I wouldn’t call this view breathtaking but I had some fun seeing a familiar landscape from a new perspective. I happened to spot a hand-written sign on Northern Boulevard announcing a Brooklyn Grange Open House on the roof of the building. I am no foodie but said hey, why not.
The highest spot I can remember being at in Astoria/Long Island City (I call it AsLIC) was at the Citi building, where I had an interview on the 20-somethingth floor. I think about that interview process every once in a while, and how “constipated” remains the best descriptor. It dragged on for 18 months, I went back repeatedly to face increasingly large gatherings of Citi employees who lobbed meaningless questions at me, as if confused by the idea that anyone would apply for a job at the company.

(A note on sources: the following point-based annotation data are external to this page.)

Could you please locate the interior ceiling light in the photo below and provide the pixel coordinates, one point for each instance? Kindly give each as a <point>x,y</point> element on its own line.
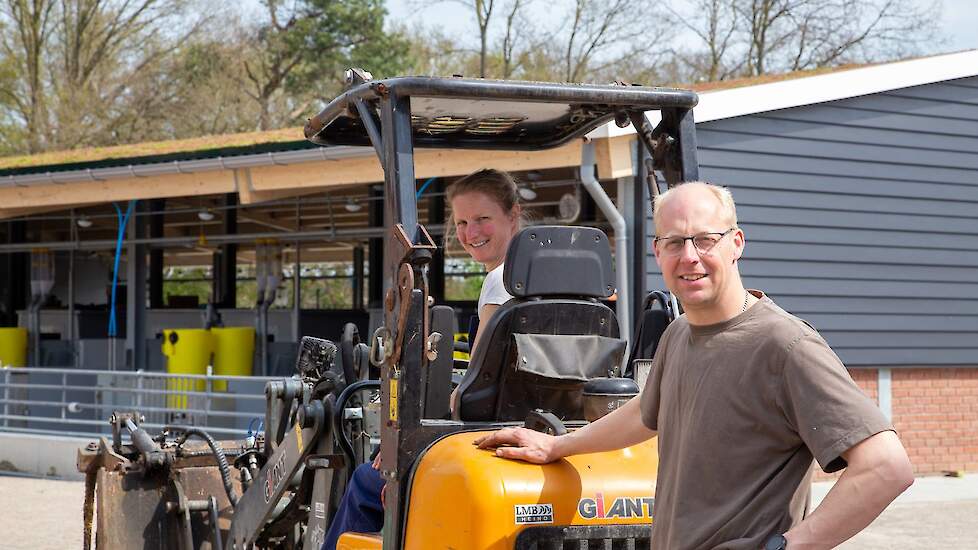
<point>352,205</point>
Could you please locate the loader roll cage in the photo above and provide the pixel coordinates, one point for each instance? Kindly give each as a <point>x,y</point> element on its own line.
<point>394,116</point>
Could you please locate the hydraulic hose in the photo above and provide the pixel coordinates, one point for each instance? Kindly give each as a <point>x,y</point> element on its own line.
<point>222,461</point>
<point>344,441</point>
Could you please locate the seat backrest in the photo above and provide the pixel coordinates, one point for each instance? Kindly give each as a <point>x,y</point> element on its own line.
<point>539,348</point>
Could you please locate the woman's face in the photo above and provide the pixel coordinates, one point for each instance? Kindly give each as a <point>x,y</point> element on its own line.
<point>483,227</point>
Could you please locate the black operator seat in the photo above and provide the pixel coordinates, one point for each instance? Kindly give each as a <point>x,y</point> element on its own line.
<point>539,348</point>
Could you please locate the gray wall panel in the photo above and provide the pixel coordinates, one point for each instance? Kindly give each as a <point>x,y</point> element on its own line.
<point>861,217</point>
<point>837,132</point>
<point>828,165</point>
<point>847,116</point>
<point>759,177</point>
<point>794,146</point>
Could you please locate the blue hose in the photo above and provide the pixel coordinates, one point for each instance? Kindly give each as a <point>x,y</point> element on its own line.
<point>123,221</point>
<point>423,187</point>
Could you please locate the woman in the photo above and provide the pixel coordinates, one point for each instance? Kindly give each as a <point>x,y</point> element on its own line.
<point>485,216</point>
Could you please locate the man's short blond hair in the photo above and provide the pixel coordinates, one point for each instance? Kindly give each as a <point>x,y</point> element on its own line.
<point>728,210</point>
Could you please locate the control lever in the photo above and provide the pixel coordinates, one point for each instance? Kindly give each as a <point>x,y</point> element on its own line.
<point>545,422</point>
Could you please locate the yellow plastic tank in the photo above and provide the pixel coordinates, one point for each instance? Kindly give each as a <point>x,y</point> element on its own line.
<point>187,351</point>
<point>234,353</point>
<point>13,347</point>
<point>466,498</point>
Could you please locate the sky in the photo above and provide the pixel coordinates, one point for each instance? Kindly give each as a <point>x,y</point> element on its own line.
<point>959,21</point>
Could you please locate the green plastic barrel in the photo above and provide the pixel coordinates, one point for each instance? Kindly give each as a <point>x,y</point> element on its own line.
<point>234,353</point>
<point>13,347</point>
<point>187,351</point>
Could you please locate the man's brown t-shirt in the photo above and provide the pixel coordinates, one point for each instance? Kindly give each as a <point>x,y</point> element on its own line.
<point>741,408</point>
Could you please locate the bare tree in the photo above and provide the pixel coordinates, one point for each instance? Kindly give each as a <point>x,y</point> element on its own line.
<point>597,29</point>
<point>786,35</point>
<point>24,47</point>
<point>714,24</point>
<point>511,38</point>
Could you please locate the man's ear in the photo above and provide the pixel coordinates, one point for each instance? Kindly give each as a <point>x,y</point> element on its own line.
<point>739,244</point>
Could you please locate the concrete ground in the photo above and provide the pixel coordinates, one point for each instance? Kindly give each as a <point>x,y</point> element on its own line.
<point>936,512</point>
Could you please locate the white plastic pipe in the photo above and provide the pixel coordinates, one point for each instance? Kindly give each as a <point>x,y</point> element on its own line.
<point>610,211</point>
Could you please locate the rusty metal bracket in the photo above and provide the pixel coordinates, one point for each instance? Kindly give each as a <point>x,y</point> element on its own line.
<point>405,284</point>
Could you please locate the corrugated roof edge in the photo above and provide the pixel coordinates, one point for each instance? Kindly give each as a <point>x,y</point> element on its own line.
<point>771,93</point>
<point>204,147</point>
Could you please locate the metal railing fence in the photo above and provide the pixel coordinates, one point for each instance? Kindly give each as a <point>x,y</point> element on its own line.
<point>78,402</point>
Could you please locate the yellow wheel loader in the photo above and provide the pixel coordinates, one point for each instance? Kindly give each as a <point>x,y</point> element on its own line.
<point>549,359</point>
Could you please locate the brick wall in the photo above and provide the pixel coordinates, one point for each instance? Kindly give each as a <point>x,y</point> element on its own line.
<point>935,411</point>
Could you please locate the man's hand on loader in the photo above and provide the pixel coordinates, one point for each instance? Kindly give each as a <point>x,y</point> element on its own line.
<point>521,444</point>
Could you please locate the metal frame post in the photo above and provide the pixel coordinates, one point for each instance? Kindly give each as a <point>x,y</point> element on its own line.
<point>375,250</point>
<point>405,377</point>
<point>640,244</point>
<point>357,278</point>
<point>158,206</point>
<point>436,217</point>
<point>136,292</point>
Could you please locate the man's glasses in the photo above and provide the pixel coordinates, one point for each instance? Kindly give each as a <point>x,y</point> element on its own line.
<point>703,242</point>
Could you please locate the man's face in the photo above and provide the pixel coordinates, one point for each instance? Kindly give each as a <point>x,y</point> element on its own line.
<point>700,280</point>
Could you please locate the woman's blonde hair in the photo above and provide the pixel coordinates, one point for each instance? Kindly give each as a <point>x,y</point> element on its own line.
<point>495,184</point>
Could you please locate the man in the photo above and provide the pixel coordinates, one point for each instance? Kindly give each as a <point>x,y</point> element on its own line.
<point>742,396</point>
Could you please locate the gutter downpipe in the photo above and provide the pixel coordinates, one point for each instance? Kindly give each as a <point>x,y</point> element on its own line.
<point>610,211</point>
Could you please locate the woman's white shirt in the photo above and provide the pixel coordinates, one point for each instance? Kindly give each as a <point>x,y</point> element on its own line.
<point>493,291</point>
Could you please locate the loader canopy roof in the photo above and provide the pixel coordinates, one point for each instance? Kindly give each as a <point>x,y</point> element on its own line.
<point>486,114</point>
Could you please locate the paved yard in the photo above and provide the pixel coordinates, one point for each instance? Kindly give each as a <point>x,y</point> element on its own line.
<point>45,514</point>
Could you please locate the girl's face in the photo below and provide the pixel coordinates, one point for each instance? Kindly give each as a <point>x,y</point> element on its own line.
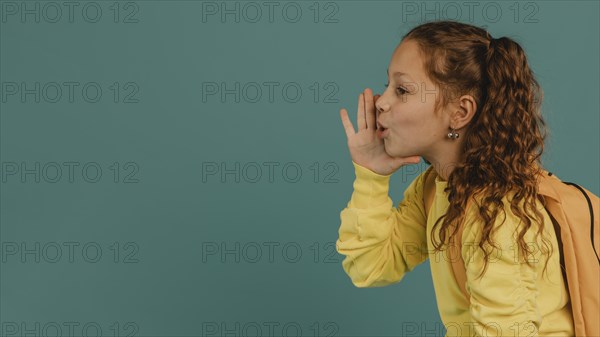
<point>406,107</point>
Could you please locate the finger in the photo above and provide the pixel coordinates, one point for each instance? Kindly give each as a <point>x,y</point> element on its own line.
<point>370,108</point>
<point>347,123</point>
<point>360,116</point>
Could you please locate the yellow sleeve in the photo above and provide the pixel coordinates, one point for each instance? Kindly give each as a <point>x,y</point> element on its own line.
<point>381,243</point>
<point>503,302</point>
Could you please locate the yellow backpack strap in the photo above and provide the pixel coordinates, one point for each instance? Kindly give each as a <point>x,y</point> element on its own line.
<point>458,265</point>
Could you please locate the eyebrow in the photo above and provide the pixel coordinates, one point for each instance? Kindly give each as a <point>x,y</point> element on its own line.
<point>397,73</point>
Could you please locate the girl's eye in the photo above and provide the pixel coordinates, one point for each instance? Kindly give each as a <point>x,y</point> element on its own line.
<point>399,89</point>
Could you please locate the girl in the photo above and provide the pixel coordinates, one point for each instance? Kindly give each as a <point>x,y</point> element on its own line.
<point>470,106</point>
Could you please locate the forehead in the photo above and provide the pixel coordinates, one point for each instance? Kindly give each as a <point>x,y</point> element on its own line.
<point>407,60</point>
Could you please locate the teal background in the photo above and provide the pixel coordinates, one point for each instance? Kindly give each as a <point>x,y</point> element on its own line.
<point>159,284</point>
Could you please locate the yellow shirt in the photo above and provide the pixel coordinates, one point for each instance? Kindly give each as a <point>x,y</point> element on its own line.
<point>382,243</point>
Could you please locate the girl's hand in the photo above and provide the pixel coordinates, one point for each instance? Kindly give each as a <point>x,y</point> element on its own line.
<point>366,149</point>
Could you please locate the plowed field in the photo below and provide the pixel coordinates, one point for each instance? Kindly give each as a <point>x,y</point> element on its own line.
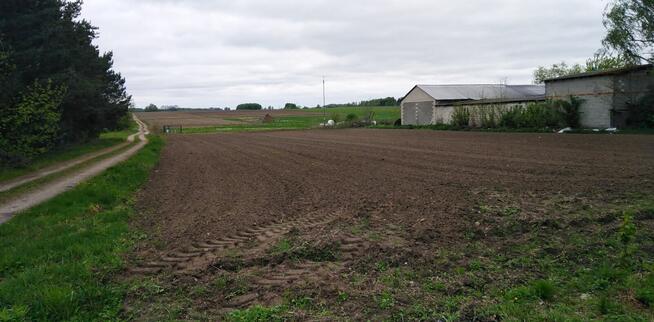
<point>360,223</point>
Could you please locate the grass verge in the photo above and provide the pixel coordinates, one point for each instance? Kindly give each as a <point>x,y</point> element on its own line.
<point>17,191</point>
<point>58,258</point>
<point>106,140</point>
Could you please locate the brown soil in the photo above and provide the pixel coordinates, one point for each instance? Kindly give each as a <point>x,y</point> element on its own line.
<point>220,204</point>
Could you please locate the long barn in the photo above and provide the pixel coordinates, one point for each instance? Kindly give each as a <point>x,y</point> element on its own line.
<point>434,104</point>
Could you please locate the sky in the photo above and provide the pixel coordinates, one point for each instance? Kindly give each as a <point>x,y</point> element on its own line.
<point>220,53</point>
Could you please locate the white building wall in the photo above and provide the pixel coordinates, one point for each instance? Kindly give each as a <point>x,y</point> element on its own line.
<point>417,108</point>
<point>597,93</point>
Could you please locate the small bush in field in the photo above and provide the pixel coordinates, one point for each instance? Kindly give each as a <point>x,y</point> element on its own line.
<point>461,116</point>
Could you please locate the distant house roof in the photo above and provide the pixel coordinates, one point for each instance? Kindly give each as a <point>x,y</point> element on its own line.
<point>608,72</point>
<point>482,91</point>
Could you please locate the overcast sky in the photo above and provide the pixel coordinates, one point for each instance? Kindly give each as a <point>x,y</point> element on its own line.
<point>202,53</point>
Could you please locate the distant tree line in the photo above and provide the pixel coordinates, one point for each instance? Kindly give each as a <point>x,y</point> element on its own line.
<point>55,86</point>
<point>388,101</point>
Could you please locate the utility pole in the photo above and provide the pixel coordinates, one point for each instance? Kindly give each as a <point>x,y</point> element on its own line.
<point>324,108</point>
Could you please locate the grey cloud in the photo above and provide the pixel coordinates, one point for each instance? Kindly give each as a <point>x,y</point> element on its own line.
<point>200,53</point>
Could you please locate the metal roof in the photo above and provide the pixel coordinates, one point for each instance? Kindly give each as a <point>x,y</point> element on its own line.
<point>608,72</point>
<point>482,91</point>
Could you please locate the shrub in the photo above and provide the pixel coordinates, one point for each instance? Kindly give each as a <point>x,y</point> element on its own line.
<point>249,106</point>
<point>31,127</point>
<point>510,118</point>
<point>641,112</point>
<point>570,111</point>
<point>488,117</point>
<point>461,116</point>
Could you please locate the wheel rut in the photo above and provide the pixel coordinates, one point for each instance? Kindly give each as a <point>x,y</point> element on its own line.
<point>248,249</point>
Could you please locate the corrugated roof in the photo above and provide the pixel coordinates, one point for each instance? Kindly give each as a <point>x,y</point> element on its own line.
<point>482,91</point>
<point>608,72</point>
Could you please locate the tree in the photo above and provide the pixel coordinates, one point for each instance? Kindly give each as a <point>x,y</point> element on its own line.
<point>556,70</point>
<point>45,41</point>
<point>602,60</point>
<point>630,25</point>
<point>249,106</point>
<point>151,108</point>
<point>31,127</point>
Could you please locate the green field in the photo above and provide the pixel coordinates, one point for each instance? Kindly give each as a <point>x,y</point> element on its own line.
<point>308,121</point>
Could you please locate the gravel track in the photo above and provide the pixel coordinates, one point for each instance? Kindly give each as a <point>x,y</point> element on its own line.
<point>52,189</point>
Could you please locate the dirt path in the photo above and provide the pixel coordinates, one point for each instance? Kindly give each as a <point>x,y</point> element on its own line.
<point>52,189</point>
<point>16,182</point>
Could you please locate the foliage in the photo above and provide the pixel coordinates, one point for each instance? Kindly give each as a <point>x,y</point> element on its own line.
<point>641,112</point>
<point>388,101</point>
<point>548,114</point>
<point>44,41</point>
<point>249,106</point>
<point>556,70</point>
<point>570,111</point>
<point>31,127</point>
<point>461,116</point>
<point>602,60</point>
<point>630,25</point>
<point>377,102</point>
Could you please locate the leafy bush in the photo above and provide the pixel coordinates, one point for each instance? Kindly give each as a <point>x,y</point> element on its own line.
<point>641,112</point>
<point>31,127</point>
<point>550,114</point>
<point>461,116</point>
<point>544,290</point>
<point>249,106</point>
<point>570,111</point>
<point>510,118</point>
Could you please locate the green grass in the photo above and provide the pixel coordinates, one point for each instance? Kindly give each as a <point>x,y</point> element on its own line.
<point>13,193</point>
<point>106,140</point>
<point>59,259</point>
<point>301,122</point>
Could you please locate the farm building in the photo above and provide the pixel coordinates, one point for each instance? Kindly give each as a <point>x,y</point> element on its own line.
<point>605,93</point>
<point>434,104</point>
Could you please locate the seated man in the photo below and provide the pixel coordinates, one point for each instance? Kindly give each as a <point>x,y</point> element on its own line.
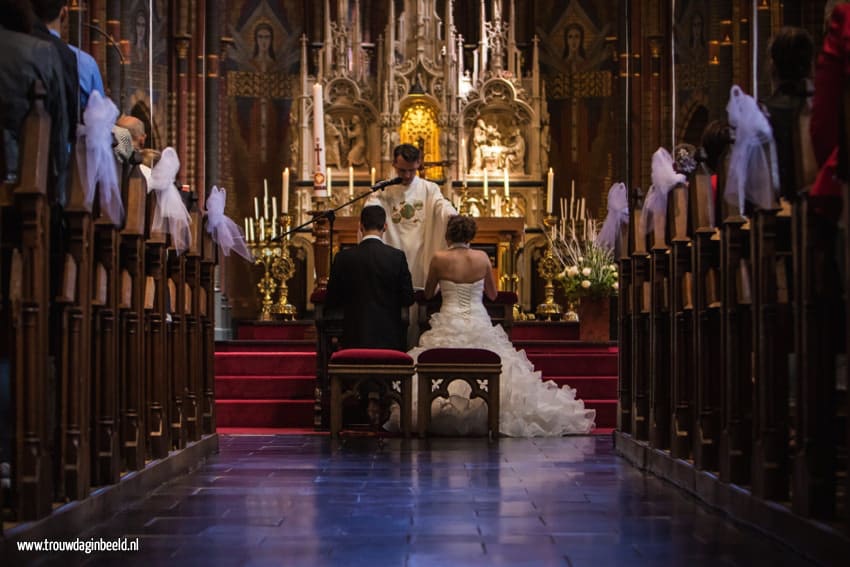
<point>371,283</point>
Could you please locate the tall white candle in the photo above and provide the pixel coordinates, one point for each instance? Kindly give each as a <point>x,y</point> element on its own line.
<point>329,182</point>
<point>284,193</point>
<point>318,129</point>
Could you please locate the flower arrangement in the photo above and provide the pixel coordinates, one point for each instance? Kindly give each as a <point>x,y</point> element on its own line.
<point>589,269</point>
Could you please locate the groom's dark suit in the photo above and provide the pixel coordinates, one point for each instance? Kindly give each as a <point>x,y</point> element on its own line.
<point>371,282</point>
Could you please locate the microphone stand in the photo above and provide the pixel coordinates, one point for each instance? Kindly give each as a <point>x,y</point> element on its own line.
<point>329,214</point>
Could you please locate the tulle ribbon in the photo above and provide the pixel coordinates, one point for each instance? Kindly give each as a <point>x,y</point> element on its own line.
<point>753,175</point>
<point>170,214</point>
<point>99,116</point>
<point>664,178</point>
<point>222,229</point>
<point>618,215</point>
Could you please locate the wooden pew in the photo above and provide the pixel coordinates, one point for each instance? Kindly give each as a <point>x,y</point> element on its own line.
<point>75,362</point>
<point>106,455</point>
<point>26,228</point>
<point>736,346</point>
<point>706,264</point>
<point>625,312</point>
<point>194,366</point>
<point>132,320</point>
<point>177,348</point>
<point>772,340</point>
<point>157,369</point>
<point>682,356</point>
<point>641,300</point>
<point>206,307</point>
<point>659,335</point>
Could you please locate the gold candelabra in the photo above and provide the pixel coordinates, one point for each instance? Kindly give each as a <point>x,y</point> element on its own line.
<point>272,253</point>
<point>549,268</point>
<point>283,268</point>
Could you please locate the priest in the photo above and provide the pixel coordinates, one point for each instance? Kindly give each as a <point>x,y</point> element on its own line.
<point>417,211</point>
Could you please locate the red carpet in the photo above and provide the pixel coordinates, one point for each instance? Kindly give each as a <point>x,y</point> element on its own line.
<point>265,379</point>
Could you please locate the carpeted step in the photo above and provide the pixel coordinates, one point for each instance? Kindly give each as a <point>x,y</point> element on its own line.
<point>242,363</point>
<point>289,345</point>
<point>606,412</point>
<point>264,413</point>
<point>575,364</point>
<point>276,330</point>
<point>533,330</point>
<point>265,387</point>
<point>589,387</point>
<point>553,347</point>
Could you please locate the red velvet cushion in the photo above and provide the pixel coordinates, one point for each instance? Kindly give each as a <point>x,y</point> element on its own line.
<point>459,356</point>
<point>370,356</point>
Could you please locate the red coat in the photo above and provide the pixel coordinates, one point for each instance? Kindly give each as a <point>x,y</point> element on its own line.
<point>833,69</point>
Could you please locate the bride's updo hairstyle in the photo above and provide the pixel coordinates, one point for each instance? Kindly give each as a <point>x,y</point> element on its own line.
<point>461,228</point>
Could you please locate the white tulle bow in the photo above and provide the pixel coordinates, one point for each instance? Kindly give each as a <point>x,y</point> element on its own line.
<point>664,178</point>
<point>222,229</point>
<point>170,214</point>
<point>618,215</point>
<point>99,117</point>
<point>753,175</point>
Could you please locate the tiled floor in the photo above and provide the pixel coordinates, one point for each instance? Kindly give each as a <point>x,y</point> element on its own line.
<point>306,501</point>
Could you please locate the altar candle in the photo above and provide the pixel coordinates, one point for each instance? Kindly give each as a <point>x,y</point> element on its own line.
<point>284,193</point>
<point>319,126</point>
<point>329,182</point>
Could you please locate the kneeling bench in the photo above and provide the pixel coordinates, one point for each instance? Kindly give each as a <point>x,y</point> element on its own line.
<point>349,368</point>
<point>439,367</point>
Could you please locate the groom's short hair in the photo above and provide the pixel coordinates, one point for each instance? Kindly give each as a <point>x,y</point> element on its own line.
<point>373,217</point>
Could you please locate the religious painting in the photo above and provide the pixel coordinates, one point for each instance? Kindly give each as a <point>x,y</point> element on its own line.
<point>260,84</point>
<point>145,25</point>
<point>578,56</point>
<point>691,59</point>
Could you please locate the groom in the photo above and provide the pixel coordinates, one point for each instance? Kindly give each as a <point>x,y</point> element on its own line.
<point>371,283</point>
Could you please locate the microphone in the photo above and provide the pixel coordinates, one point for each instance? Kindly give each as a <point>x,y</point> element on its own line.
<point>385,183</point>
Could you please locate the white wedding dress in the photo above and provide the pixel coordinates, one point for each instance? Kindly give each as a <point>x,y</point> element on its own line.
<point>529,406</point>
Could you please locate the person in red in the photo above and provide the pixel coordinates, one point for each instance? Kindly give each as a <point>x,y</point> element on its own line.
<point>831,73</point>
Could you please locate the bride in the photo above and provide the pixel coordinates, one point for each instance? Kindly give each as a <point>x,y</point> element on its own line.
<point>529,407</point>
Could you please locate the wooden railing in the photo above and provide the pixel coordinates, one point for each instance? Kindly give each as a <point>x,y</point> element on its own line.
<point>106,331</point>
<point>732,352</point>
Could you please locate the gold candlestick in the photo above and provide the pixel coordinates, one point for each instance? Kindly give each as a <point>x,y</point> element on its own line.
<point>264,253</point>
<point>549,268</point>
<point>282,269</point>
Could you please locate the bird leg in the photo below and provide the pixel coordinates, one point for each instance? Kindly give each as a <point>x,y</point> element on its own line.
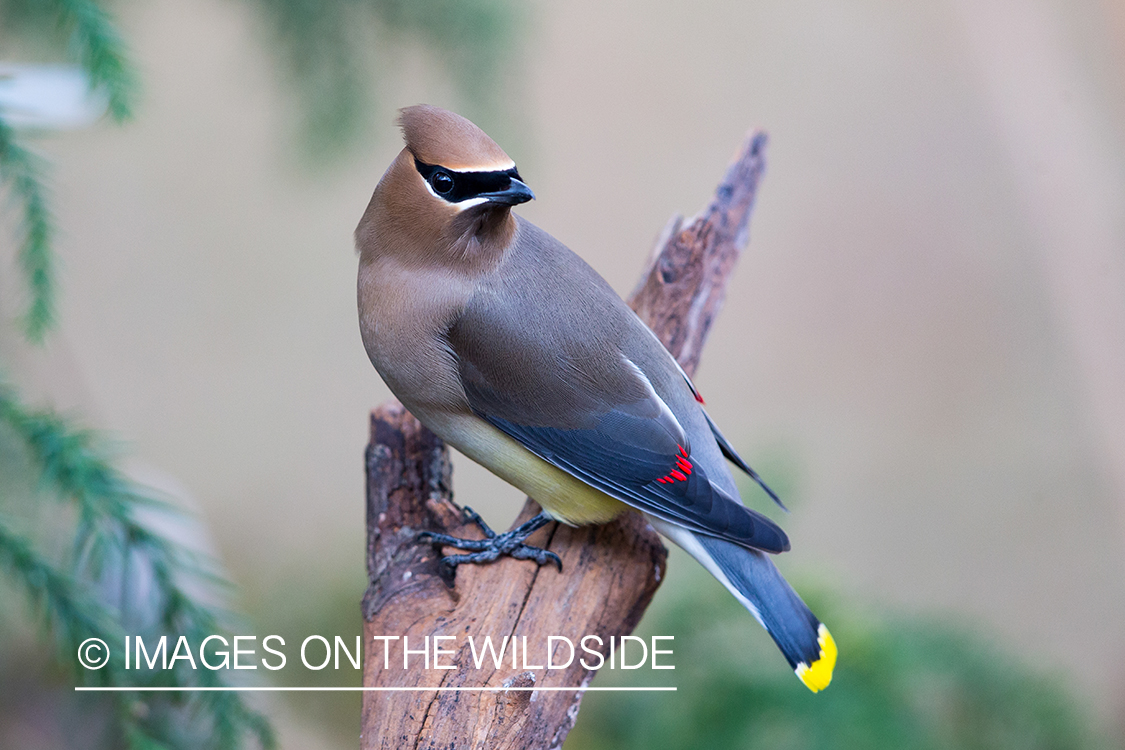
<point>494,545</point>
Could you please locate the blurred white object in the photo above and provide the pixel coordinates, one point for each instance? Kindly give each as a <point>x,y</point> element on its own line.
<point>52,97</point>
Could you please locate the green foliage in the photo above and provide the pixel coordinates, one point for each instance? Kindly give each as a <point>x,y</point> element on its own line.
<point>119,576</point>
<point>327,50</point>
<point>908,684</point>
<point>86,33</point>
<point>23,172</point>
<point>114,551</point>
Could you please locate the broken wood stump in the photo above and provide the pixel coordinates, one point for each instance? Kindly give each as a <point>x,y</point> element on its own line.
<point>610,572</point>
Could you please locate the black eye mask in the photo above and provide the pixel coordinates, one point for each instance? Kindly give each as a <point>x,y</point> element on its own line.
<point>456,187</point>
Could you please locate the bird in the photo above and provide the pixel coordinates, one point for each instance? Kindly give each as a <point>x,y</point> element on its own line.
<point>513,350</point>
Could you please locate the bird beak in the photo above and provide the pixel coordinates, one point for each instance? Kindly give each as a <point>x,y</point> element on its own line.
<point>515,193</point>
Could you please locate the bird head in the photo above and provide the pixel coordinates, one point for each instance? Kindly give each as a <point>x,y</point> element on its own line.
<point>447,196</point>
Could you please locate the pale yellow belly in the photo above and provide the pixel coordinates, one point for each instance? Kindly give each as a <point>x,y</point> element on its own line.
<point>568,499</point>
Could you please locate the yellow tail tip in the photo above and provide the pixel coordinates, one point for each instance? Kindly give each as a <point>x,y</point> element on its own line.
<point>819,675</point>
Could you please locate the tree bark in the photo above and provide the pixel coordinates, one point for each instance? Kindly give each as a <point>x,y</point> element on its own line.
<point>610,572</point>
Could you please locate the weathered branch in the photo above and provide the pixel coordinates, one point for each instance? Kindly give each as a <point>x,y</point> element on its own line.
<point>610,571</point>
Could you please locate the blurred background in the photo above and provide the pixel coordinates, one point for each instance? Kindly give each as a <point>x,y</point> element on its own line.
<point>923,348</point>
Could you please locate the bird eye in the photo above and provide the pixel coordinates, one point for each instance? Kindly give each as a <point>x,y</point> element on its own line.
<point>441,182</point>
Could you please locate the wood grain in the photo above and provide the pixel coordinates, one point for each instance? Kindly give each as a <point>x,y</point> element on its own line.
<point>610,572</point>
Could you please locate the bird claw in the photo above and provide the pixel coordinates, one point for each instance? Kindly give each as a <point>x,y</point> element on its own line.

I remember when the Brooklyn Grange first started setting up shop. People at one of the hyperlocal neighborhood anger blogs predicted the soil and food grown on this rooftop would cause the building to collapse. That hasn’t happened, obviously, but I can’t say it didn’t enter my mind when I got up there that a weight limit had to exist for this surface, and that it would make for one hell of an adventure if I and the others here got swallowed into a collapsed quagmire of organic beets, livestock, and verdant soil. The space was cool, though, and worth a visit if they host Open Houses in the future.
All those beets and tomatoes did make me hungry. So I hit the nearby 7-Eleven for a decidedly non-organic hot dog with mustard. At the 7-Eleven on Northern Boulevard and Woodside Avenue one must absolutely punch the plastic dispenser for mustard to emerge. Just a little hyperlocal anecdote, in case you’re ever hard up for mustard in the area. You now know how much suffering to expect.
I took a lot more pictures than this. I usually beautify in some way through Photoshop, but this time, in the spirit of organic earthiness, I’ll just foist them out as-is, or as-are.